Vanessa Perez
As The Washington Post lauded, Venezuelan-American pianist Vanessa Perez "is not to be taken lightly.” Praised for her bold, passionate performing style allied with musicianship of keen sensitivity, Perez has been championed by iconic keyboard performers, from the great Claudio Arrau to Lazar Berman and Tamàs Vàsàry.
​
She made her Carnegie Hall debut in 2004, but her first performance in New York wasn’t in an uptown classical concert hall – it was at the downtown jazz shrine of the Blue Note, where Latin jazz star Arturo Sandoval invited her to perform his “Sureña,” a piece laced with Venezuelan folk melodies.
​
In recent years, Perez’s performance highlights have ranged from concerts with the Orquesta de la Juventud Simón Bolívar under Gustavo Dudamel in Caracas and with the Orquesta under Diego Matheuz in Puerto Rico’s Casals Festival, to Chopin Festival of Majorca, Spain, and toured Central America with the Youth Orchestra of the Americas under Carlos Miguel Prieto and Jean Philippe Tremblay.
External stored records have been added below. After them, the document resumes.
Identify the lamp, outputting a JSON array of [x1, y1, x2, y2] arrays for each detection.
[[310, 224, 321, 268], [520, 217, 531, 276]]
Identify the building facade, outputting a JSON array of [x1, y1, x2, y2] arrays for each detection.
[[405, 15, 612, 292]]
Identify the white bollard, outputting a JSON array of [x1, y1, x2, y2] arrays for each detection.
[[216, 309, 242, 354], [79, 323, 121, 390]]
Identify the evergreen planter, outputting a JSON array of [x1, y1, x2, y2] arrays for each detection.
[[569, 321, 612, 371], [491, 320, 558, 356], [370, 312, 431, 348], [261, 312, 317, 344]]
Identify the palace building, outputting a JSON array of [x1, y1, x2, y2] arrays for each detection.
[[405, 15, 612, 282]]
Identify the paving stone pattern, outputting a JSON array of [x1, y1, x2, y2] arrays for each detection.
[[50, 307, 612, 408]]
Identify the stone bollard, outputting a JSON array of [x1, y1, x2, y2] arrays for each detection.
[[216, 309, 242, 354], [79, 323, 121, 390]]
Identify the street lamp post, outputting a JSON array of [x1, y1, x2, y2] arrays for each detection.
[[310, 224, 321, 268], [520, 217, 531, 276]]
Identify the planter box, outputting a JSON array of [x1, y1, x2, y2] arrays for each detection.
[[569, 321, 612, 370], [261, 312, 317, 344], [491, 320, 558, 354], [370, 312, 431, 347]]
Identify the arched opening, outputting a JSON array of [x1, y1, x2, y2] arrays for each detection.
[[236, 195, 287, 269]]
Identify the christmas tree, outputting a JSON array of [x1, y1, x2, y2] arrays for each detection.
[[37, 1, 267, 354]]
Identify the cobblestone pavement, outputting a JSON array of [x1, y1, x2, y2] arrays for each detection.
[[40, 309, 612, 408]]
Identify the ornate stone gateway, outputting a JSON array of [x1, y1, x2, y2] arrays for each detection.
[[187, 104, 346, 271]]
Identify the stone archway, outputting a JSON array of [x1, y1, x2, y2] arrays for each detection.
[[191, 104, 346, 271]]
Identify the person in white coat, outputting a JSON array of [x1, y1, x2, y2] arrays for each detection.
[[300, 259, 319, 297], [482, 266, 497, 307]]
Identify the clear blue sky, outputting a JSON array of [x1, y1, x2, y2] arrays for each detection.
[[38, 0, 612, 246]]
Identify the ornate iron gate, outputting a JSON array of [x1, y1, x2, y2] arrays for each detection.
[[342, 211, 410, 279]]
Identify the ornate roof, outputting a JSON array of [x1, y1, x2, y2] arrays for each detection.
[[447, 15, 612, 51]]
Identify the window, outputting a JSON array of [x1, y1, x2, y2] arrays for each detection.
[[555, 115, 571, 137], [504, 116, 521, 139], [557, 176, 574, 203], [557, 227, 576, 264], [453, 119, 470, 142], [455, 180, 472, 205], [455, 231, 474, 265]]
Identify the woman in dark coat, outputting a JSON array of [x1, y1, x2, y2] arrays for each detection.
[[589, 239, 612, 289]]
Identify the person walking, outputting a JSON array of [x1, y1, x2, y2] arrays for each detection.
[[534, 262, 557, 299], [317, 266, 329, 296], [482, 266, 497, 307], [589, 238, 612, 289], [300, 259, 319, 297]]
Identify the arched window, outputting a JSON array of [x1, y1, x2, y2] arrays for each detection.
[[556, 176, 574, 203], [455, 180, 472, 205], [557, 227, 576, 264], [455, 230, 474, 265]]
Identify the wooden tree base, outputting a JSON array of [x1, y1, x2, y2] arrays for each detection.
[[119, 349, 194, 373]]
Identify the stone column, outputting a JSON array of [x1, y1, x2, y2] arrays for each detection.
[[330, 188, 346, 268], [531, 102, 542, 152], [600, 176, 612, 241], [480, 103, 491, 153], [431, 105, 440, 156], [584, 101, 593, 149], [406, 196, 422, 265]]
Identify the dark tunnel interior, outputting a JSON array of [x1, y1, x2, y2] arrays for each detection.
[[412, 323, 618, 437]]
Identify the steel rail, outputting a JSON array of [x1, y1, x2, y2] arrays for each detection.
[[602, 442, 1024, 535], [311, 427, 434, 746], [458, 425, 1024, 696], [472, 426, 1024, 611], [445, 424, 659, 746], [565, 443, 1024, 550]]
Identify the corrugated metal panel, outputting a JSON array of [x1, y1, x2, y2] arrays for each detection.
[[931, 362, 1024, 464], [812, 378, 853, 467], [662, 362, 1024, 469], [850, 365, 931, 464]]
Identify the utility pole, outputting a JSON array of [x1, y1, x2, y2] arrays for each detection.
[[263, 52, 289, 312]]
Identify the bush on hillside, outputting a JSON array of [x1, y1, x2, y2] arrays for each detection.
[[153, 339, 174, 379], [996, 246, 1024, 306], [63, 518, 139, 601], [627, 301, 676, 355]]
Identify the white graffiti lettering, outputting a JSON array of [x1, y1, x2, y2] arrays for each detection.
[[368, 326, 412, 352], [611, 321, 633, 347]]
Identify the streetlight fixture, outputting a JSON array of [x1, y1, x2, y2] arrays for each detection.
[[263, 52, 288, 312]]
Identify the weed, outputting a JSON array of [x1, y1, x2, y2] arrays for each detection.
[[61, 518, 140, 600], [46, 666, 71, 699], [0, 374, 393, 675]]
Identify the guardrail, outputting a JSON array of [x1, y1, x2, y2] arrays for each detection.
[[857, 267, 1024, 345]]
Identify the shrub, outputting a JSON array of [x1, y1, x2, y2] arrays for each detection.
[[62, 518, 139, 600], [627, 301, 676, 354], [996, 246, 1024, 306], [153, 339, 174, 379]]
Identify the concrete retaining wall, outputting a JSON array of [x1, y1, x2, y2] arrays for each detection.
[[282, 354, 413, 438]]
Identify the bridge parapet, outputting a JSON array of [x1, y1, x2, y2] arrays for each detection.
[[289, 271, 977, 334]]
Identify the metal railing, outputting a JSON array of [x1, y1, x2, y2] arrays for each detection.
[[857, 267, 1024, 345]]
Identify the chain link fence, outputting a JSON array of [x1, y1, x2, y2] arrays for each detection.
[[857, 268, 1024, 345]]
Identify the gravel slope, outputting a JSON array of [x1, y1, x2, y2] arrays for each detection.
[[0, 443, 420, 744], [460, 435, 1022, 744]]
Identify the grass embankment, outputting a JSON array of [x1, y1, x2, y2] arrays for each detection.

She has played with symphony orchestras in the U.S. from Miami to Minnesota to Vermont and in solo recitals from Manhattan to Miami to San Diego. In Europe, as soloist, Perez has performed at the Palau de la Música in Barcelona, the Montpellier Festival in France, Konzerthaus in Berlin, and the Wigmore Hall in London, among others.
​
Actively involved in performing contemporary music, Perez has collaborated not only with Suzanne Farrin but also with such composers as Paul Moravec, Lowell Liebermann and Paul Desenne.
​
One of Perez’s latest projects, "New Worlds," finds the pianist performing with the American actor Bill Murray (Groundhog Day), cellist Jan Vogler, and violinist Mira Wang. Led by the iconic American comedian and cellist Vogler, this group presents a program exploring core American values in literature and music (as represented by the likes of Mark Twain, Walt Whitman, George Gershwin and Leonard Bernstein), as well as inspirations in bridging the New World and Europe. The project had its premiere in June 2017 at the Dresden Music Festival, and its US premiere in Napa, California on July 20th, 2017. Recent tours in 2017-2018 with “ New Worlds” included performances at Washington’s Kennedy Center, a sold out Carnegie Hall in New York, Chicago’s Orchestra Hall, Philadelphia’s Academy of Music, as well as performances in Los Angeles, San Francisco, Seattle, Baltimore, Pittsburgh, and Boston. 2018 brought a tour of Europe and Australia, including London’s Royal Festival Hall, Berlin’s Philharmonie, Festival Theatre in Edinburgh, Reykjavik Arts Festival, Athen’s Odeon Herodes, and Sydney’s Opera House.
​
As a soloist, Perez’s most recent recording titled Spain was released by the Steinway & Sons label in 2016. On this atmospheric album, the pianist performs music by Manuel de Falla, a Spanish composer with an attraction to French culture, and by Falla's friend and mentor Claude Debussy, a Frenchman with an affinity for Spain. Perez plays evocative piano suites taken from three stage works by Falla: "La Vida Breve," "El Sombrero de Tres Picos," and "El Amor Brujo," the latter of which includes the famous “Ritual Fire Dance.” Also by Falla are "Homenaje," an homage to Debussy, and "Fantasía Bética," commissioned by Arthur Rubinstein. The album’s Debussy works include “La soirée de Grenade” (the second movement of Estampes), “La Puerto del Vino” (from the second book of his Préludes) and “Lindaraja” (his first piece in a Spanish style).
​
Critics were suitably beguiled by Spain, with the review in International Piano declaring: “The Venezuelan pianist Vanessa Perez could hardly have given us a more vivacious view of Spain: castanets click, guitars strum and bodies whirl in the true spirit of Andalusian flamenco.” All Music Guide seconded that view, hailing the album as “strong…exciting.”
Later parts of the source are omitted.